Em 2001, o Plano Nacional da Educação estabelece novos objetivos e metas para a Educação Especial, entre elas, orientar acerca da adaptação/flexibilização dos currículos escolares. São políticas que tentam contornar uma série de limitações, incluindo as curriculares, que se arrastaram no campo educativo durante décadas. A intenção é fazer o ajustamento do aluno com algum tipo de necessidade educativa especial para a escola regular, pois, até então, esses alunos só poderiam freqüentar escolas para deficientes, como as APAE´s[1].
Embora não seja essa a referencia para a Educação Especial, o currículo multiculturalista busca na discussão sobre as diversas formas de discriminações de grupos sociais um respaldo para minimizar as desigualdades que são reproduzidas por meio dos currículos tradicionais. Essa talvez tenha sido uma brecha que surgiu para inserir a discussão das mudanças curriculares no que diz respeito às diversas formas de discriminação, uma vez que, conforme discute Silva (2011), a igualdade não pode ser obtida simplesmente através da igualdade de acesso ao currículo hegemônico que existe.
Para a Educação Especial, uma forma de garantir o acesso do aluno com deficiências diversas foi a criação do Curriculo Funcional. Este currículo tem como ponto de partida a obra do professor Low Brown, que nos anos 70 inseriu, nos Estados Unidos, uma abordagem diferenciada de trabalho com crianças e jovens com deficiências intelectuais. Brown considerava que o conteúdo programático, para esse público de forma especifica, não deveria se basear em diferentes níveis de QI e diferentes tipos de deficiências, mas considerar todos os indivíduos.
De acordo com Costa (2006), na perspectiva funcional o currículo pretende:
“- proporcionar aos alunos o desenvolvimento de competências essenciais à participação numa variedade de ambientes; - preparar os alunos para responder aos desafios duma vida tão autônoma e integrada quanto possível, no presente e no futuro; - capacitar os alunos nas áreas do desenvolvimento pessoal e social e da adaptação ao meio laboral” (pg. 05).

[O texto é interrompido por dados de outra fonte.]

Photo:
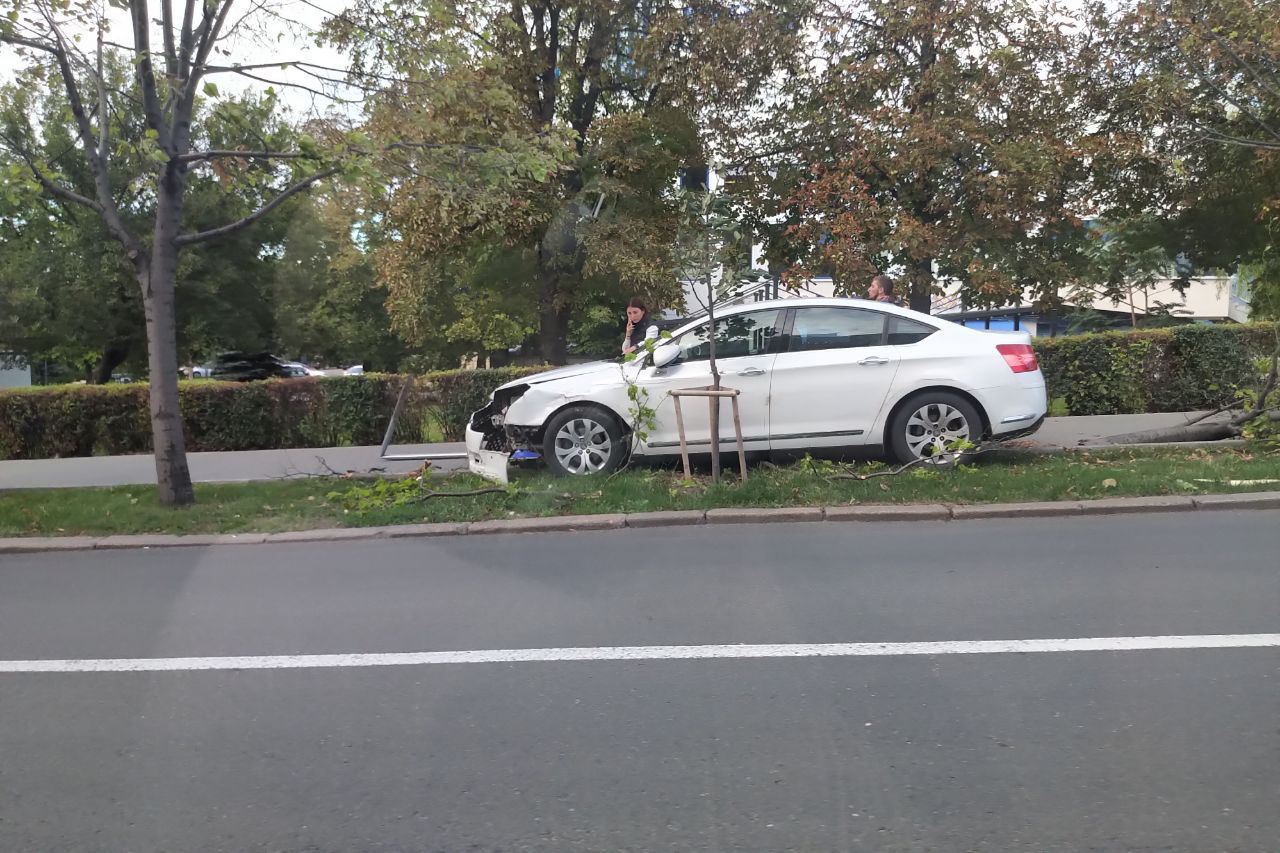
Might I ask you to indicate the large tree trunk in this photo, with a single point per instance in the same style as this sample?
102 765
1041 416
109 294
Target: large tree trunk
553 325
922 286
158 277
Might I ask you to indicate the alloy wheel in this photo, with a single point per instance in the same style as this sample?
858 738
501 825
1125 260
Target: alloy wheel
583 446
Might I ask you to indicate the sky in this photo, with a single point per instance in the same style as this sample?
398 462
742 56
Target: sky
283 32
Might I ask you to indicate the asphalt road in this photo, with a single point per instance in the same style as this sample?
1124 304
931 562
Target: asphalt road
1161 749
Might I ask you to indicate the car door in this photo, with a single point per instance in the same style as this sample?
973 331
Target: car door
745 349
831 378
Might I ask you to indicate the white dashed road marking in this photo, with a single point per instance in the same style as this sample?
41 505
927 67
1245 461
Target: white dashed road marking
645 653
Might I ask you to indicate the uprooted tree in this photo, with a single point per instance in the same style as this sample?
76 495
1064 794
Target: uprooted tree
173 54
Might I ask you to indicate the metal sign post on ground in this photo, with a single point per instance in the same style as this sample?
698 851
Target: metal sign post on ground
391 432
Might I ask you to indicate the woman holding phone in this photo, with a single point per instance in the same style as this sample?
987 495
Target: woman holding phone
639 327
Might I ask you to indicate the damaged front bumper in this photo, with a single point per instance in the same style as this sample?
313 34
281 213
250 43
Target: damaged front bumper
493 445
488 464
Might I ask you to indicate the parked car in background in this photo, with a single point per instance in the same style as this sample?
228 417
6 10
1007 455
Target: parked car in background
813 374
298 369
248 366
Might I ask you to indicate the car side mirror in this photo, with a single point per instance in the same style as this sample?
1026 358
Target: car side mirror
664 354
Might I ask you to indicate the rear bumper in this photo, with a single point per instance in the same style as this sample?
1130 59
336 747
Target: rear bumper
1023 432
1014 410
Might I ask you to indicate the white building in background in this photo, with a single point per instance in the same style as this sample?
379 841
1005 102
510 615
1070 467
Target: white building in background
1216 297
14 370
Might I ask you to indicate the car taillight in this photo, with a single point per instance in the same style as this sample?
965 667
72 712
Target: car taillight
1019 356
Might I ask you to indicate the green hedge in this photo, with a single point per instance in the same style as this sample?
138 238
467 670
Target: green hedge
88 420
1183 368
1176 369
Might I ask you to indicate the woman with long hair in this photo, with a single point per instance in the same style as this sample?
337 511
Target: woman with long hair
639 327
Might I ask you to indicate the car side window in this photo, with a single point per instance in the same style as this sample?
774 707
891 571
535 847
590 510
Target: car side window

E o que chama atenção para essa discussão é o terceiro item, pois, esse direciona a questão da preparação do aluno com algum tipo de deficiência para o mercado de trabalho. As práticas são direcionadas e consideram o individuo nas suas habilidades, não limitações.
O currículo funcional sinaliza para essas novas formas de aprendizagens e acesso a conhecimentos escolares, entretanto, ainda não é garantia de uma escola igualitária, até porque, por trás de todas essas questões ainda estão os interesses capitalistas que articulam a sociedade.
Por Patrícia Lisboa

Referências:

Brasil, 2001. Plano Nacional de Educação. Disponível em: < http://www.planalto.gov.br/ccivil_03/leis/leis_2001/l10172.htm>. Data de acesso: 09/06/11.
Costa, Ana Maria B. Currículo Funcional no Contexto da Educação Inclusiva. Disponível em: < http://redeinclusao.web.ua.pt/files/fl_46.pdf>. Data de acesso: 09/06/11.
Silva, Tomaz T. Documentos de Identidade. Belo Horizonte: Autêntica, 2011.